The KTP laser photoablation technique capitalizes on the fact that most early stage glottic SCC’s are not a uniform depth over the entire surface area of their disease. Provided that they have not been previously treated, glottic SCC’s are essentially contiguous masses that are deepest at their epicenter but become increasingly superficial as they approach the peripheral boundary with normal, healthy vocal fold tissue. There is commonly avisually identifiable, variable length zone of pre-cancer (dysplasia) at the surface perimeter; but treatment in these areas need not be over-aggressive if voice is to be maximally preserved.
The KTP laser photoablation technique precisely “maps” a vocal fold cancer (in a relatively bloodless field) along its entire deep surface and periphery, with ultra-narrow margins. The end result is that the maximum amount of normal, non-cancerous tissue on the affected vocal fold(s) is saved, without sacrificing oncologic effectiveness. It is not uncommon for patients with shallow but bulky early vocal fold cancers to actually have vocal improvement (and not degradation) after healing from KTP laser treatment.
What Are the Voice Outcomes of the KTP Laser?
Because early glottic cancer is relatively curable by any treatment modality, a key treatment outcome is the quality of the voice. As opposed to radiation therapy (or even CO2 laser resections, which are typically done with small margins of normal vocal fold tissue), KTP laser treatment of early glottic cancer focuses on removing only the portions of the vocal fold(s) that are affected by cancer, leaving the non-diseased areas undamaged, so as to maximally preserve voice quality.

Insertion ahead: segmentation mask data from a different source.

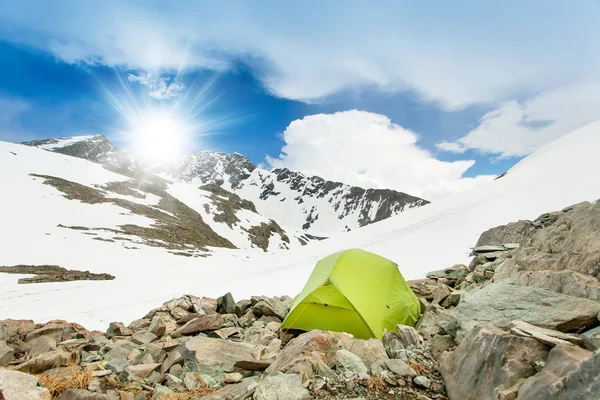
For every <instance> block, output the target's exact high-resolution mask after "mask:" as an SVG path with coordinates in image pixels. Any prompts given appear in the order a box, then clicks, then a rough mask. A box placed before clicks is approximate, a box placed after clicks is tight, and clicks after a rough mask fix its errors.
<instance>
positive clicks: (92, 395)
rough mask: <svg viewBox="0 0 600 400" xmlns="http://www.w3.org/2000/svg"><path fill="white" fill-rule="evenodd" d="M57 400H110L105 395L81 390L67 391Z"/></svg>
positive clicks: (106, 396) (62, 393)
mask: <svg viewBox="0 0 600 400" xmlns="http://www.w3.org/2000/svg"><path fill="white" fill-rule="evenodd" d="M58 400H110V399H109V397H108V396H107V395H105V394H100V393H92V392H90V391H87V390H83V389H67V390H65V391H64V392H63V393H62V394H61V395H60V396H59V397H58Z"/></svg>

This is a result of both the surgical technique used (photoablation) and the physics of the KTP laser itself, which cause it to be preferentially absorbed by tissues that have a dense blood supply (like cancers). Contrast this to the physics of the CO2 laser, which has an affinity for water, not blood.
The end result is that KTP laser treatment of early glottic cancer may translate into superior voice outcomes compared to traditional endoscopic surgical techniques (CO2 laser or cold instrument microflap excision). In fact, one study on voice outcomes of the KTP laser treatment of early glottic cancer found that the need for surgical reconstruction of the voice following use of the KTP laser was approximately 25% of the need in a similar historical cohort of different patients who were previously treated with the CO2 laser or microflap excision, presumably as a result of removal of less normal, non-cancerous vocal fold tissue.
Before Vocal Cord Cancer Surgery
After Vocal Cord Cancer Surgery
Examples of Early Glottic Cancer – Before and After KTP Laser Surgery
Before and after KTP laser surgery for squamous cell carcinoma of both vocal cords. The patient is more than 3 years beyond treatment without evidence of cancer recurrence.
Before and after KTP laser surgery for squamous cell carcinoma of the left vocal fold (right side of image). The patient is more than 3 years beyond treatment without evidence of cancer recurrence.
Before and after KTP laser surgery for squamous cell carcinoma of the right vocal fold (left side of image). The patient is more than 2 years beyond treatment without evidence of recurrence.
Before and after KTP laser surgery for squamous cell carcinoma of the left vocal fold (right side of image). The patient is more than 1 year beyond treatment without evidence of recurrence.
Before and after KTP laser surgery for squamous cell carcinoma of the right vocal fold (left side of image). The patient is more than 1 year beyond treatment without evidence of recurrence.